CHVRCHES capitolo quattro e sono passati dieci anni da quando Lauren Mayberry, Iain Cook e Martin Doherty hanno mosso i primi passi musicali, sette dall’esordio “The Bones of What You Believe”. Un periodo che ha trasformato la band scozzese in un successo con tutti gli alti e bassi del caso, tantissima musica e molta attesa per ogni nuova uscita, che fosse il secondo album “Every Open Eye” o l’ultimo non brillantissimo “Love Is Dead”.
“Screen Violence” registrato durante la pandemia mentre Cook era a Glasgow, Mayberry e Doherty invece a Los Angeles doveva essere nelle intenzioni un disco se non proprio spensierato o allegro almeno un po’ più pimpante, strutturato e pensato per evadere dal disastroso mondo degli ultimi due anni. Ha finito invece per diventare un sequel di “Love Is Dead” con i suoi momenti buoni e suoi cali di tensione, un lato synth pop ben marcato che emerge nei singoli “He Said She Said” e “Good Girls” (molto migliori il remix di John Carpenter e la versione interpretata al “The Tonight Show Starring Jimmy Fallon”) ma non contagia “How Not To Drown” che nonostante la presenza di Robert Smith dei Cure fatica a lasciare il segno.
Decisamente meglio fanno i CHVRCHES in “California” o “Violent Delights” che un posticino tra i singoli l’avrebbero meritato e nel finale con l’uno ““ due “Nightmares” ““ “Better If You Don’t” dotato di intensità e forza melodica. Chiusura in crescendo di un disco tra ironia, melodia, pop e hyperpop con gli immancabili sintetizzatori, qualche chitarra e testi, scritti con la solita onestà da Lauren Mayberry, che mettono alla berlina l’odierno mondo digitale e le sue manie di perfezione.

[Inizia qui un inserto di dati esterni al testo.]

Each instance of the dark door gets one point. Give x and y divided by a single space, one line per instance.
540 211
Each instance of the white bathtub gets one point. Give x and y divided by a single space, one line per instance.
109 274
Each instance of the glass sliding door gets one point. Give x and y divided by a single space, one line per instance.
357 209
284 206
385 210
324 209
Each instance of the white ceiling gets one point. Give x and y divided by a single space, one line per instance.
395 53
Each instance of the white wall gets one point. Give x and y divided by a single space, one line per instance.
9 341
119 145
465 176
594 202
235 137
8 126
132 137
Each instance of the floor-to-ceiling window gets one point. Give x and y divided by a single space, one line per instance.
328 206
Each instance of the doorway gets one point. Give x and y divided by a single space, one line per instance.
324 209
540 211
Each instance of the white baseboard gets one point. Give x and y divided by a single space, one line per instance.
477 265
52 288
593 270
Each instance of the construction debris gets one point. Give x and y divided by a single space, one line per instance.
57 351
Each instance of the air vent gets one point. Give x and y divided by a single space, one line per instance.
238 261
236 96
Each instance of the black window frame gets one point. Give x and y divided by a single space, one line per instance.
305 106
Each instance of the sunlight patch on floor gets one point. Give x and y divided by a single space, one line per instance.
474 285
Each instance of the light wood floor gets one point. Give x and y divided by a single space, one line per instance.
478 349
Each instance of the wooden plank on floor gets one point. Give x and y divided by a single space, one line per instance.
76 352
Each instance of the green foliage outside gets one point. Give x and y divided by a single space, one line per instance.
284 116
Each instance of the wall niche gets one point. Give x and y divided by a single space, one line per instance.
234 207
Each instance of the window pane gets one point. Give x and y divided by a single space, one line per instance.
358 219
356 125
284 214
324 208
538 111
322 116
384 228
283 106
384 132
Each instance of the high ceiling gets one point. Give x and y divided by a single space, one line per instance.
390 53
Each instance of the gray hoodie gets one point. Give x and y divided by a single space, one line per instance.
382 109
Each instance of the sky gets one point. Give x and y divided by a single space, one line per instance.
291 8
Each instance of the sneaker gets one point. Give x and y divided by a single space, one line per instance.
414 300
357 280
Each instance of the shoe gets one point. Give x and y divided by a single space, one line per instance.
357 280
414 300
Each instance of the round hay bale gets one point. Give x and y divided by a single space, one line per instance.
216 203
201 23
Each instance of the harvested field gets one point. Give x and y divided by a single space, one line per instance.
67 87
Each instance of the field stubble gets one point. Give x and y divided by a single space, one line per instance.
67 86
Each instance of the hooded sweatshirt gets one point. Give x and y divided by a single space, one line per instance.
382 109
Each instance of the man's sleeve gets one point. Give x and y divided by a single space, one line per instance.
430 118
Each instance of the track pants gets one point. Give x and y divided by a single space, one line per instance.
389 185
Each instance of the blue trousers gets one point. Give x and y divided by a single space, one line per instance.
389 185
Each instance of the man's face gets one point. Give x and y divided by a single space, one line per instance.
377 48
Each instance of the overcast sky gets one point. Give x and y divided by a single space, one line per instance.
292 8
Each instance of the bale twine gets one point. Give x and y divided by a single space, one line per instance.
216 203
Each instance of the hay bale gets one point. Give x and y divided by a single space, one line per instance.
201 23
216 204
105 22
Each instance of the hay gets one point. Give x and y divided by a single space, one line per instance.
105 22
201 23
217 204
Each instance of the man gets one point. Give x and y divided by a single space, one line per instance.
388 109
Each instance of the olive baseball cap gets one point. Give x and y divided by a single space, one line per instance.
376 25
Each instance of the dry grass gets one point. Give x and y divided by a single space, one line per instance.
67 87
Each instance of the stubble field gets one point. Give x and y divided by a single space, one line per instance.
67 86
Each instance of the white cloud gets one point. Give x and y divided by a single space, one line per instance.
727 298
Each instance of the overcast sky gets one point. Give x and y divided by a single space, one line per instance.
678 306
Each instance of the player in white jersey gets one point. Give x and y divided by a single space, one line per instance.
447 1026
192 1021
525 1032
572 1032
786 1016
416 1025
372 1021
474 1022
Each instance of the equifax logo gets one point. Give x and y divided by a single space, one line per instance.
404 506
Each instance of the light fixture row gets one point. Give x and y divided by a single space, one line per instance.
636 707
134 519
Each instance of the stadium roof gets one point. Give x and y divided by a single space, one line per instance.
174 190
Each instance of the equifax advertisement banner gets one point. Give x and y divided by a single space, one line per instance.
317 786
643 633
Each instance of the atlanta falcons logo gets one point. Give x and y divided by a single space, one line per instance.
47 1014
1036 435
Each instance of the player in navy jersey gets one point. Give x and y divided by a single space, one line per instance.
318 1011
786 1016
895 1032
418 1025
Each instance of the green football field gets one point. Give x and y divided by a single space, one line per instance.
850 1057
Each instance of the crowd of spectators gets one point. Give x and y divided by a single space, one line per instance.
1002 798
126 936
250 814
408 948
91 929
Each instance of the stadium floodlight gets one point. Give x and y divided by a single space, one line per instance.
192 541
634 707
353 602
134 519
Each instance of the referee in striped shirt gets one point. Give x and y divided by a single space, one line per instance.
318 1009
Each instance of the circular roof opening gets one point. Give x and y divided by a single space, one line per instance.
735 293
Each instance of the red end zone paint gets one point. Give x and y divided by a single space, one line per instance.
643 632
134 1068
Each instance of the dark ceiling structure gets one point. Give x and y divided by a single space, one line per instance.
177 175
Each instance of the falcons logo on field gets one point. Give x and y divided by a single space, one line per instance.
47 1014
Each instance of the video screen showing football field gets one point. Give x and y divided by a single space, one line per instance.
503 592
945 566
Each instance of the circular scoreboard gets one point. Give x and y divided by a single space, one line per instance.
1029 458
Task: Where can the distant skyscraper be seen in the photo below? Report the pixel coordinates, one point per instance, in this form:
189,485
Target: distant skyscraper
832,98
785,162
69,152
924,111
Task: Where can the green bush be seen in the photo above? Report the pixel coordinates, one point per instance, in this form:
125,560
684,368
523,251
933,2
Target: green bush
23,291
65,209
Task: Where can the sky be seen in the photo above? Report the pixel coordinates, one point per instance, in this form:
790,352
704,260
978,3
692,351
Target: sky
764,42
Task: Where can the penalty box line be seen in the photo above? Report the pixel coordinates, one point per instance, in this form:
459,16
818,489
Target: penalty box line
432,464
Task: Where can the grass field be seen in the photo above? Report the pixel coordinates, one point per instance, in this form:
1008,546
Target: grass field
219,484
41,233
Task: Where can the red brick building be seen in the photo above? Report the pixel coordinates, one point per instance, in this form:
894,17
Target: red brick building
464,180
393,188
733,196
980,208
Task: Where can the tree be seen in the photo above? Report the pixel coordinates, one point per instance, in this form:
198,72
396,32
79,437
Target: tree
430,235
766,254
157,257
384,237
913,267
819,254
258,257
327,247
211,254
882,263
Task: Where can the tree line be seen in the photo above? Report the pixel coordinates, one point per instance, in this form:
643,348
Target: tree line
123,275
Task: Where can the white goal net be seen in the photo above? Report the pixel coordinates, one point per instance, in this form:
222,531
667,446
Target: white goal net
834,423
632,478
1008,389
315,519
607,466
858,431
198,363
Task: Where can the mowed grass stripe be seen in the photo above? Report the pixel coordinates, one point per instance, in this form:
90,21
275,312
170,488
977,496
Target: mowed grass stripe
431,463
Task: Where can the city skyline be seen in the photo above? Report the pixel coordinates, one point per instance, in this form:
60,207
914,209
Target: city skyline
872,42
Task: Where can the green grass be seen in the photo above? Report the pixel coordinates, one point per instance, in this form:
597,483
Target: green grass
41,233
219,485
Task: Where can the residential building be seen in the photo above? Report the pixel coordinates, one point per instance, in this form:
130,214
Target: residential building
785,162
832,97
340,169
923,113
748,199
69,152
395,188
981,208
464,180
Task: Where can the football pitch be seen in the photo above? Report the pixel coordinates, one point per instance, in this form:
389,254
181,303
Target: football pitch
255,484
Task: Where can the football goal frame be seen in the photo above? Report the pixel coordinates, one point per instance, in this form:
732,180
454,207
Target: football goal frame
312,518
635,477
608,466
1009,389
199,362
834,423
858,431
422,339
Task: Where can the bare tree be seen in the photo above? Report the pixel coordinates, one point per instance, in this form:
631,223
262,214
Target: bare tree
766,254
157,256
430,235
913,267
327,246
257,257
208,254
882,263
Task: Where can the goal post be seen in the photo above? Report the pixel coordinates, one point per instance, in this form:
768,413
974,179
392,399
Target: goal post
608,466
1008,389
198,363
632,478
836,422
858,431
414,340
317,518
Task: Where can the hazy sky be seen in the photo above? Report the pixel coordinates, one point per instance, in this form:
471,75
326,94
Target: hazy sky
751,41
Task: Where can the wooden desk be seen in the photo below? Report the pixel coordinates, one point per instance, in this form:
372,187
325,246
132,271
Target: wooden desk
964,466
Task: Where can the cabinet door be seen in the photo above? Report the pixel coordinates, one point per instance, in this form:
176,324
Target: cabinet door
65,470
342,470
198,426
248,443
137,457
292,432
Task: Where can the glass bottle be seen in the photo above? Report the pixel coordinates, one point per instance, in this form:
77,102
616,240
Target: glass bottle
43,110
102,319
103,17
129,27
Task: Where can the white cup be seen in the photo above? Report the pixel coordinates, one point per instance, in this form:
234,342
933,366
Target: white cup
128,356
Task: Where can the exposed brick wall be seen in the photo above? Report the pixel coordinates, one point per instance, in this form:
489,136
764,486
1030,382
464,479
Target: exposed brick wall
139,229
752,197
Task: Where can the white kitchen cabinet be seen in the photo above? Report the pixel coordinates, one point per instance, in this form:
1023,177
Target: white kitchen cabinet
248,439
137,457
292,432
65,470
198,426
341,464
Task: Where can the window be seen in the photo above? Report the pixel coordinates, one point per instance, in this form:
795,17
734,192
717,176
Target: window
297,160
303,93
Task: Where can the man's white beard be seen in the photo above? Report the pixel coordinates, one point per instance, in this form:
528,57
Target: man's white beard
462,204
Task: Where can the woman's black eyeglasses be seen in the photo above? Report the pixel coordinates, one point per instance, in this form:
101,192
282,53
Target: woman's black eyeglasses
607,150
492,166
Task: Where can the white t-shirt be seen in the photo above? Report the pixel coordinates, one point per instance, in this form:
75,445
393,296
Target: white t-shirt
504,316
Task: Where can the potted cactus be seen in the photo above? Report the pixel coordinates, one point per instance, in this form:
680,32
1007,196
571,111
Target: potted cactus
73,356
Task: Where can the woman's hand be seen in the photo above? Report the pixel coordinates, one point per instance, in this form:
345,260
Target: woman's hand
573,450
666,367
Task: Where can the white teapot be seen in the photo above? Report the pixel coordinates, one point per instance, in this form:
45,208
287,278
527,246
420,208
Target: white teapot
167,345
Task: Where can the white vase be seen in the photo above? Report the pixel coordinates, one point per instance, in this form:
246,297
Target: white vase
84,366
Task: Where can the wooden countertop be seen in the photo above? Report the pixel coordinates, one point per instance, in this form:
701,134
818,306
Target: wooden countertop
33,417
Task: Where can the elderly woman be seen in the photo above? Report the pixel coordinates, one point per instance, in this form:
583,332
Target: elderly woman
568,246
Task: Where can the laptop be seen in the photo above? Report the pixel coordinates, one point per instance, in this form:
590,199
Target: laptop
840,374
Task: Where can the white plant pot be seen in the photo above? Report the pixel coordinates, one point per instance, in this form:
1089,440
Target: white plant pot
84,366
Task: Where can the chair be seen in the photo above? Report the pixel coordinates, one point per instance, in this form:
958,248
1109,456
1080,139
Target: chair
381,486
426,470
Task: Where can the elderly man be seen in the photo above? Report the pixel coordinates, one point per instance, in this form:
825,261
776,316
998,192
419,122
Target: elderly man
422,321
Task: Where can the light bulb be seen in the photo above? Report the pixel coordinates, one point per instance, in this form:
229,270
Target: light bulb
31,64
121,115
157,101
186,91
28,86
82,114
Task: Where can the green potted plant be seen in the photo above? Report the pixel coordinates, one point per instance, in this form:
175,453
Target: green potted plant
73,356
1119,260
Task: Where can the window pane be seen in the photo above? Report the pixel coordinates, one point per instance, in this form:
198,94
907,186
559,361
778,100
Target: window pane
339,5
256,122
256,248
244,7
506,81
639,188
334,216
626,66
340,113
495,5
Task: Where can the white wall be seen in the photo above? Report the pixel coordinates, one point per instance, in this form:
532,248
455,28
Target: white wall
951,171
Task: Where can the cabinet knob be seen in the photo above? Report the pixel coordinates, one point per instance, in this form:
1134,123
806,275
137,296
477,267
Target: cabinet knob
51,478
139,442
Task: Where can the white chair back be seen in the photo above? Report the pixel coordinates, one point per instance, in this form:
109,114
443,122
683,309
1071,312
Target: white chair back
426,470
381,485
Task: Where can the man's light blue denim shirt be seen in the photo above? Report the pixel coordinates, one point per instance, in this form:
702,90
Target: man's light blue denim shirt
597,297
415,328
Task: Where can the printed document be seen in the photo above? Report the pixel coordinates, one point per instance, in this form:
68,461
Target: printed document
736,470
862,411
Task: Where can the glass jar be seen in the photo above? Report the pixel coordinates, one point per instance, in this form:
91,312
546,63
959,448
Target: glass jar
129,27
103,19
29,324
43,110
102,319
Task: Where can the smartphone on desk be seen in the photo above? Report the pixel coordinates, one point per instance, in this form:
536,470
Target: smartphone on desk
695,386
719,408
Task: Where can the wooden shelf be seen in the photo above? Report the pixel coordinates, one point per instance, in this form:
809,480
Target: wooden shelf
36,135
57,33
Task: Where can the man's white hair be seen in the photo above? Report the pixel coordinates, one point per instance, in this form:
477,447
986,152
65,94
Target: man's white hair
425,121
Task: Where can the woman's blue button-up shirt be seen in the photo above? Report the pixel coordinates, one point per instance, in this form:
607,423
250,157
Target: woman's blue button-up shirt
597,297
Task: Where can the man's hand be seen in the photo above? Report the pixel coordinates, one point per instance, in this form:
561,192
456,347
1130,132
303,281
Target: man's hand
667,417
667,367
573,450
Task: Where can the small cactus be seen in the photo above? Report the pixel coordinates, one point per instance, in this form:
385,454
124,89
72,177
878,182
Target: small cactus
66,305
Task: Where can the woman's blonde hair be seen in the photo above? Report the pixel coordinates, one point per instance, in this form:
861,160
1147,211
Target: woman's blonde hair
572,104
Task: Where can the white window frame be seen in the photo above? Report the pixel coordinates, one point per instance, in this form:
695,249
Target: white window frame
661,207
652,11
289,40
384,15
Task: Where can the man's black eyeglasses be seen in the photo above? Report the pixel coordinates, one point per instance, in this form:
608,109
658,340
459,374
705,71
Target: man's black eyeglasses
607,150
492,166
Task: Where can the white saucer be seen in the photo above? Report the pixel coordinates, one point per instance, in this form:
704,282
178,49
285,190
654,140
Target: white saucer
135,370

E’ a livello sonoro che il terzetto scozzese sembra essersi arenato, riproponendo formule già note a volte con il dovuto brio, altre con gran mestiere e nulla più. L’autoproduzione, la lontananza non si addicono ai CHVRCHES e rendono “Screen Violence” un album tutt’altro che memorabile, con qualche buon momento. Quarantadue minuti che vanno sul sicuro e potrebbero funzionare bene dal vivo data l’indiscutibile presenza scenica di Lauren Mayberry, Iain Cook e Martin Doherty ma visti i nomi coinvolti (Robert Smith in primis) era lecito aspettarsi qualcosa di diverso.